The Warrior is Piper's entry-level trainer, a 160 hp model with flight characteristics that redefine the term "benign." The basic PA-28 Cherokee 150 was modified in 1974 to adopt a semi-tapered wing and the existing relatively bulletproof Lycoming O-320 engine, rated for 150 hp. That airplane lasted only four years in original form, before power was upgraded to 160 hp on the same engine, resulting in the PA-28-161 Warrior. The airplane's stall is so slow and gentle, it's almost nonexistent. Some instructors even criticize the Warrior for being too gentle. Cruise is 120 knots, and approaches are so slow, the airplane can easily sneak in and out of 1,500-foot strips. Price: $289,900.
Piper Archer LX
Piper Archer LX
Second in the Piper hierarchy is the Archer. It flies behind a 180 hp Lycoming and carries four folks if you're willing to leave some fuel behind. With gear and prop fixed, the Archer works well as a trainer or a 2+2 family traveling machine. Cruise is a few knots quicker than the Warrior, and with 48 gallons aboard, you can plan on cross-country flights out to nearly 500 nm. Combine that with perhaps the easiest landing characteristics in the industry, and you can understand why the basic PA-28-180/181 has been around for nearly 50 years. Price: $309,900.

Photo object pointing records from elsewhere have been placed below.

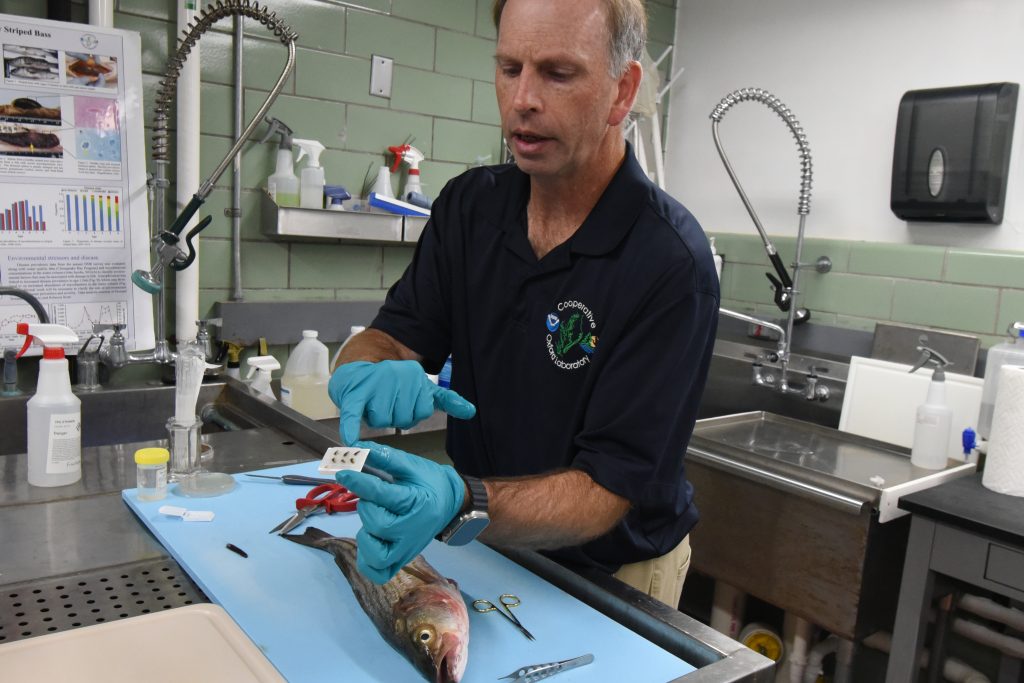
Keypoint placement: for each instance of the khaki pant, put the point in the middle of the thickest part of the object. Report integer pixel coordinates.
(660, 578)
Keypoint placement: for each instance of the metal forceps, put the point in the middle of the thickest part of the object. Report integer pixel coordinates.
(506, 601)
(538, 672)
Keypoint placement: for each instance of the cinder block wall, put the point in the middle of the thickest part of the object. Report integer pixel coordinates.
(442, 94)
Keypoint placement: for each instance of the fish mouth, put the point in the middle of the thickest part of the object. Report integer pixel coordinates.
(448, 660)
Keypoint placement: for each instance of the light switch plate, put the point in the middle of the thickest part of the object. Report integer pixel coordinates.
(380, 76)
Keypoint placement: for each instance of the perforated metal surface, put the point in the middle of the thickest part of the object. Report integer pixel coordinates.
(36, 608)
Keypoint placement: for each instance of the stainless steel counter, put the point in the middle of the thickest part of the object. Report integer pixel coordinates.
(76, 555)
(796, 514)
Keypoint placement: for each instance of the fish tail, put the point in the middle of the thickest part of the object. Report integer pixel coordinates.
(312, 537)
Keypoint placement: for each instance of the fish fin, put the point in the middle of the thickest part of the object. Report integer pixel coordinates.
(312, 537)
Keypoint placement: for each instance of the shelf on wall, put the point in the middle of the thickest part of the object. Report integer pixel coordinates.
(293, 223)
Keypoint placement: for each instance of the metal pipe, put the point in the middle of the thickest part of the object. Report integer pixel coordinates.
(237, 169)
(786, 288)
(165, 96)
(186, 177)
(101, 13)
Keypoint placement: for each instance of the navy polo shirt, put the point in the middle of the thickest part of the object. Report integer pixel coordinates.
(593, 357)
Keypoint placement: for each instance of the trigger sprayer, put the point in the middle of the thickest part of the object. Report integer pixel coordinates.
(934, 417)
(311, 177)
(262, 367)
(407, 154)
(54, 414)
(283, 186)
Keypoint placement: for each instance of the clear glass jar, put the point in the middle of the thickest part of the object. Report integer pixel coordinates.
(151, 473)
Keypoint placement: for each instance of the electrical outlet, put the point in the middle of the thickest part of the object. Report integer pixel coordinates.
(380, 76)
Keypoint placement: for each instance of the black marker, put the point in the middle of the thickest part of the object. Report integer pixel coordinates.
(235, 549)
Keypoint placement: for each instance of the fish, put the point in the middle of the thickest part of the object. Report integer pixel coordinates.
(33, 62)
(419, 612)
(31, 138)
(34, 74)
(32, 51)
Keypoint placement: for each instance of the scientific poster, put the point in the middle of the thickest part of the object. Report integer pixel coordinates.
(74, 219)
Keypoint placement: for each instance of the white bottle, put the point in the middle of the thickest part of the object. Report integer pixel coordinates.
(311, 176)
(303, 386)
(719, 261)
(284, 184)
(934, 418)
(1011, 352)
(263, 367)
(54, 414)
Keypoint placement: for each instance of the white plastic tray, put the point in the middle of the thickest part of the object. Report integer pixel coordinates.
(882, 400)
(194, 643)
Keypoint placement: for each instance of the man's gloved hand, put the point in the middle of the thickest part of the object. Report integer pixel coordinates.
(400, 518)
(389, 393)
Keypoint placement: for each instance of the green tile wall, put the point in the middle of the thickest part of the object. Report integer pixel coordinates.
(442, 96)
(970, 291)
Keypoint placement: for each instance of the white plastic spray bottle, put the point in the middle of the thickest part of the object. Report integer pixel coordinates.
(54, 414)
(934, 418)
(412, 157)
(311, 176)
(283, 186)
(262, 367)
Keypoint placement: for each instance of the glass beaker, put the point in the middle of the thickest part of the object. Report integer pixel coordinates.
(183, 444)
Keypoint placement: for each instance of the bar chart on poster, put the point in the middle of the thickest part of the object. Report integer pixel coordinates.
(74, 218)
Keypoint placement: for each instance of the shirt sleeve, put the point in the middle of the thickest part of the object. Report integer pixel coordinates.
(645, 400)
(417, 309)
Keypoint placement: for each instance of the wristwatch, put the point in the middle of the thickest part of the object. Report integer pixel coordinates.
(467, 525)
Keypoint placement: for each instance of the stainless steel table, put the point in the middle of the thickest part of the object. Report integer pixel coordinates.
(76, 555)
(963, 530)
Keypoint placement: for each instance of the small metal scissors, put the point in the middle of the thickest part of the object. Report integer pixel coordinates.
(506, 601)
(328, 498)
(538, 672)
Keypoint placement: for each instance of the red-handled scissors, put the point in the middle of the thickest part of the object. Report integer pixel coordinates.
(328, 498)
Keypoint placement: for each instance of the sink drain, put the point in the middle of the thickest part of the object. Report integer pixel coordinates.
(38, 607)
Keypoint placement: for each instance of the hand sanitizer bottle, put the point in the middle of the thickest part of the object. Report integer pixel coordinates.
(311, 176)
(934, 418)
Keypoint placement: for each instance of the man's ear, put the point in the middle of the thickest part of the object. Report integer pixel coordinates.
(626, 93)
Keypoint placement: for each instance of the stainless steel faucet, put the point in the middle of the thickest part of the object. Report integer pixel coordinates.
(166, 241)
(785, 288)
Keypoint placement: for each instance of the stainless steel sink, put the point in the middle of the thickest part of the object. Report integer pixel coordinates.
(798, 515)
(124, 415)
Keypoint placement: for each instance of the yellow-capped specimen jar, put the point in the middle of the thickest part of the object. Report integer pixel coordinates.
(151, 467)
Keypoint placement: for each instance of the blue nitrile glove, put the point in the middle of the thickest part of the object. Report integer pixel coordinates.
(389, 393)
(400, 518)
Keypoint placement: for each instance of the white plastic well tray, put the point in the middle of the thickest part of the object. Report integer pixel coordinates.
(194, 643)
(882, 399)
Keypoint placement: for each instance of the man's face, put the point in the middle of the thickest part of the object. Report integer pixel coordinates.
(554, 91)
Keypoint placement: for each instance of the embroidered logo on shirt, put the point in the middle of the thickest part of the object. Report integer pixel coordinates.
(570, 336)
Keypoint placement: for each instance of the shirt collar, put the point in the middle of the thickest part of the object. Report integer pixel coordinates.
(608, 221)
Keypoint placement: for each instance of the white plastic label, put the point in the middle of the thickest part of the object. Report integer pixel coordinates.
(64, 449)
(186, 515)
(343, 458)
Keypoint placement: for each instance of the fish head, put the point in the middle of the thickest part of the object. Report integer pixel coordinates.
(437, 636)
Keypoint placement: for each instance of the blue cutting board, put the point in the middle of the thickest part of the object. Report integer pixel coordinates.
(297, 606)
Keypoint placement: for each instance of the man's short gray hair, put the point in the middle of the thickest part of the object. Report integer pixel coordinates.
(627, 30)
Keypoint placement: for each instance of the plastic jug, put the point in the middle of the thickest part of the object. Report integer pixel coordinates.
(303, 386)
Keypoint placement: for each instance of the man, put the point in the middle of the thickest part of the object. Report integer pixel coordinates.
(579, 303)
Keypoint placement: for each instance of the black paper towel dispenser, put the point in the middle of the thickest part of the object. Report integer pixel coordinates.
(952, 153)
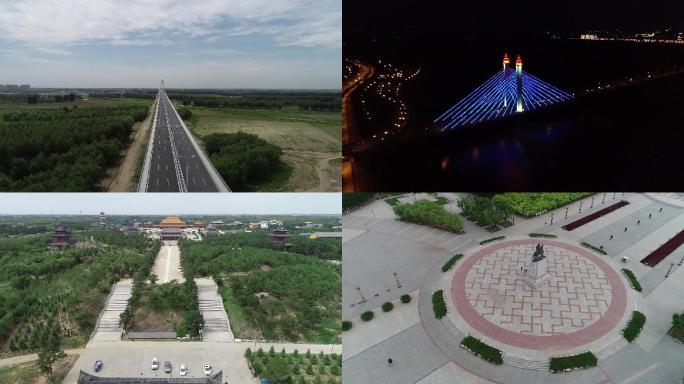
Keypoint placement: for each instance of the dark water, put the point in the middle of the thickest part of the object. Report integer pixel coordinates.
(631, 138)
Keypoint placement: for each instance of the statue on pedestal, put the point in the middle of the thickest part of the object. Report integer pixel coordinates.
(536, 274)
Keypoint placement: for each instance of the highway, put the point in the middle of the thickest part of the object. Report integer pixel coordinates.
(174, 161)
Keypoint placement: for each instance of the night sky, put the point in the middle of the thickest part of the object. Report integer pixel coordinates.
(382, 18)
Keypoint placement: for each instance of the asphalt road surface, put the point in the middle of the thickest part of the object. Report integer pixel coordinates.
(174, 162)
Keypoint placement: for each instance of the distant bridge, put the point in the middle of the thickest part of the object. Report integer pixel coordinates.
(507, 92)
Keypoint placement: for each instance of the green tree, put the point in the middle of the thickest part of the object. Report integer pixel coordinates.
(49, 354)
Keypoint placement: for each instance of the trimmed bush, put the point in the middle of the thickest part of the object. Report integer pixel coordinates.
(367, 316)
(482, 350)
(450, 264)
(534, 204)
(634, 327)
(441, 200)
(429, 213)
(632, 279)
(593, 248)
(493, 239)
(438, 304)
(569, 363)
(392, 201)
(351, 200)
(483, 211)
(544, 235)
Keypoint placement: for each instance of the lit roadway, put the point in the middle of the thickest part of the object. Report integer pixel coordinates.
(174, 161)
(349, 130)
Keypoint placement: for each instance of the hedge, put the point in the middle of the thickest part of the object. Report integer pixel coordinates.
(367, 316)
(392, 201)
(632, 279)
(450, 264)
(593, 248)
(483, 242)
(438, 304)
(544, 235)
(534, 204)
(351, 200)
(482, 350)
(429, 213)
(568, 363)
(634, 327)
(441, 200)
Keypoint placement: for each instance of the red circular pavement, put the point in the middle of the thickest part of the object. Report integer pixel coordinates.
(602, 322)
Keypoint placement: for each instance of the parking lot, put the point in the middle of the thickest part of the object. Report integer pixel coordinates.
(134, 359)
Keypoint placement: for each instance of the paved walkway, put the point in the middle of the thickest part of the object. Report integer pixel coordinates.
(108, 328)
(132, 359)
(167, 264)
(375, 244)
(216, 323)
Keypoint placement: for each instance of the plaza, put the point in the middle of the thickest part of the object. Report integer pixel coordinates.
(583, 305)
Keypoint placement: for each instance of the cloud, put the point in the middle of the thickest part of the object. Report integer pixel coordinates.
(309, 23)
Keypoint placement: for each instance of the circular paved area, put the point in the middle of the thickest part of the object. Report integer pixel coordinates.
(583, 300)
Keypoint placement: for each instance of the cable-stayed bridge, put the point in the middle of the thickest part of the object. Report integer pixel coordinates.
(507, 92)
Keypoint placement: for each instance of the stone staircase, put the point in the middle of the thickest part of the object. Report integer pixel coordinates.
(216, 323)
(108, 328)
(519, 362)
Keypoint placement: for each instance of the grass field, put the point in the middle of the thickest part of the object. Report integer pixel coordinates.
(311, 142)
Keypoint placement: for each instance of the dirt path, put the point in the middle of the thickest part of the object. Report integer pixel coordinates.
(311, 172)
(120, 179)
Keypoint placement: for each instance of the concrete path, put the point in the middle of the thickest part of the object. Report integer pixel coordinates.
(108, 328)
(216, 323)
(167, 265)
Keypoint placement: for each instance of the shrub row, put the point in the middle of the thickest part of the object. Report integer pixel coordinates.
(450, 264)
(544, 235)
(634, 327)
(441, 200)
(484, 351)
(392, 201)
(632, 279)
(483, 242)
(429, 213)
(438, 304)
(369, 315)
(568, 363)
(593, 248)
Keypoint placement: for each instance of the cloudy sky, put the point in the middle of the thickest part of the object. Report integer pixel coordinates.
(193, 44)
(170, 203)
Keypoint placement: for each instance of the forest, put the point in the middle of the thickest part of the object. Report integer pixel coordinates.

From its inception in the mid-'60s, the Arrow was always intended as the simplest retractable in the sky. (The first ones even featured an automatic gear-extension system, long since disabled following the inevitable lawsuit.) Today, the Arrow remains the only basic retractable, now that Mooney has become a question mark. The 2012 Arrow retains essentially the same durable 200 hp injected engine as that used on the early models, the same relatively bulletproof gear system and the gentle handling of the fixed-gear Archer. Count on a reasonable 140 knots in cruise, though not many flight schools will care much about that parameter in training mode. Price: $399,000.
In late 2007, the Vero Beach company introduced the unpressurized Mirage, called the Matrix. In every sense, the Matrix was a Mirage without all the pumps, valves and other hardware necessary to inflate the cabin. The result was a resounding sales winner with virtually identical performance. Perhaps more than coincidentally, all the plumbing that was left out totaled 170 pounds, so the Matrix wound up with a pilot and three-passenger full-fuel payload rather than the Mirage's more typical one-plus-two limitation. The Matrix still succeeds in outselling all other Piper products. Price: $869,000.
Piper's original 1984 Malibu was such a world-beater that it blew the only competition, the Cessna P210N, completely out of the market for that year. (Cessna came back in 1985 with the considerably improved P210R, only to go out of production with all other piston Cessnas in 1986.) Today, the 350 hp, Lycoming-powered Mirage is the only pressurized, piston single on the market, and it's still the airplane of choice for many businessmen/pilots. Typically operated at 15,000 to 22,000 feet, the Mirage can provide 210 knots max cruise for a pilot and two passengers out to 1,000 nm, or a full load of people and stuff on 500-mile legs. Price: $997,500.